Fassina guarda invece al movimento di Grillo: "Il programma di Bersani è rivolto al Parlamento. Ci sono risposte a domande che il M5S ha intercettato, si confrontino e si assumano le loro responsabilità. Altrimenti i cittadini valuteranno chi vuole risolvere i problemi e chi vuole solo cavalcare solo la protesta. Però non siamo disponibili ad alcun accordo col Pdl, in qualunque forma venga presentato, governo tecnico, del presidente, di larghe intese. Se non ci sono le condizioni per fare un governo di cambiamento e si vuole tentare con un governo che continua con l'agenda Monti, sonoramente bocciata dagli elettori, allora dico che è meglio si torni alle elezioni".

Fassina poi ha attaccato duramente l'analisi di Matteo Renzi che oggi in un'intervista al "Messaggero" ha detto 'ho perso le primarie ma forse avrei vinto alle urne': "Non credo sia un'analisi fondata - ha detto Fassina -. Renzi ha perso le primarie con un programma che era sostanzialmente l'agenda Monti. L'agenda Renzi è stata travolta dal risultato elettorale. E' una leggenda metropolitana che con lui andremmo meglio.
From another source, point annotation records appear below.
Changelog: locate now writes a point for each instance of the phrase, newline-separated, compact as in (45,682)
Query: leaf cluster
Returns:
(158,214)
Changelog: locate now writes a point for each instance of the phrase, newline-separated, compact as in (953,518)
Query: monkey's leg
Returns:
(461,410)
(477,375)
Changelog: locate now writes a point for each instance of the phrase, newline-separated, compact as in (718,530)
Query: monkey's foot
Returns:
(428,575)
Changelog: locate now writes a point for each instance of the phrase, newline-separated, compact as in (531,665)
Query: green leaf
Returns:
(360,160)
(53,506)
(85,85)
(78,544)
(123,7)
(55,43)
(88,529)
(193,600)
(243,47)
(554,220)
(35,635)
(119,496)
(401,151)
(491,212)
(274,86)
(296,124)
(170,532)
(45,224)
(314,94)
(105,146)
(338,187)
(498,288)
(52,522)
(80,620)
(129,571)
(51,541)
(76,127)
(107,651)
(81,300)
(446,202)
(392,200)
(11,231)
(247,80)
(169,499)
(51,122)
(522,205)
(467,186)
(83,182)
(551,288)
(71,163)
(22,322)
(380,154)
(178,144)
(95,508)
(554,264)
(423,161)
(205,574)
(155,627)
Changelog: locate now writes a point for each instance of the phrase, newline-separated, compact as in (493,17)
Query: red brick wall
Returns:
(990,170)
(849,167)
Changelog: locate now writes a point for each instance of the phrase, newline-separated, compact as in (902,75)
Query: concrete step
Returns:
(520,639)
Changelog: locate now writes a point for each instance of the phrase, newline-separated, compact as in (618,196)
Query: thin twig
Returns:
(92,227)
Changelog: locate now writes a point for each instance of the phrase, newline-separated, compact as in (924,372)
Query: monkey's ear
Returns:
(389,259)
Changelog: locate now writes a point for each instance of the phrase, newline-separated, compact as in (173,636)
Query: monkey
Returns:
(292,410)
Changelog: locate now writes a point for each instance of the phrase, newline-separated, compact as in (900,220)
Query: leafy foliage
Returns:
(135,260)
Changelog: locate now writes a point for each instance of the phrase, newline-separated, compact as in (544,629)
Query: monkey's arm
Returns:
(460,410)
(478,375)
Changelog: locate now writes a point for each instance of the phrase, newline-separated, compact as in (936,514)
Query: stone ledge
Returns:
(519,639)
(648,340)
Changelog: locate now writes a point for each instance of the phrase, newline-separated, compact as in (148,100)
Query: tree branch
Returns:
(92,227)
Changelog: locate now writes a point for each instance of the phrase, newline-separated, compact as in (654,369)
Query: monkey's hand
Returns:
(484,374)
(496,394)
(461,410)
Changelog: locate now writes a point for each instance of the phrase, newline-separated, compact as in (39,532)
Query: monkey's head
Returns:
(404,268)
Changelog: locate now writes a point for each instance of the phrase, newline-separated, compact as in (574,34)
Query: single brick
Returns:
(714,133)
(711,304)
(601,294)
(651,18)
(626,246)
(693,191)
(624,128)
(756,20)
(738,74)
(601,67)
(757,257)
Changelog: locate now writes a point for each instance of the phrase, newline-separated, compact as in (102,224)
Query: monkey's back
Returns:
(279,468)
Forse potremmo intercettare qualche sparuto elettore più attento ai costi della politica, ma sul piano economico e sociale la proposta di Renzi si è dimostrata nettamente minoritaria. A me piacerebbe parlare di analisi, non di persone. Questa scorciatoia per cui entra in campo un altro "Unto del Signore" la trovo povera di prospettive e risultati immediati. Lui è l'Unto del Signore nella propaganda con cui viene raccontato ma se pensiamo che mettiamo uno giovane bello e brillante e risolviamo i problemi siamo fuori strada".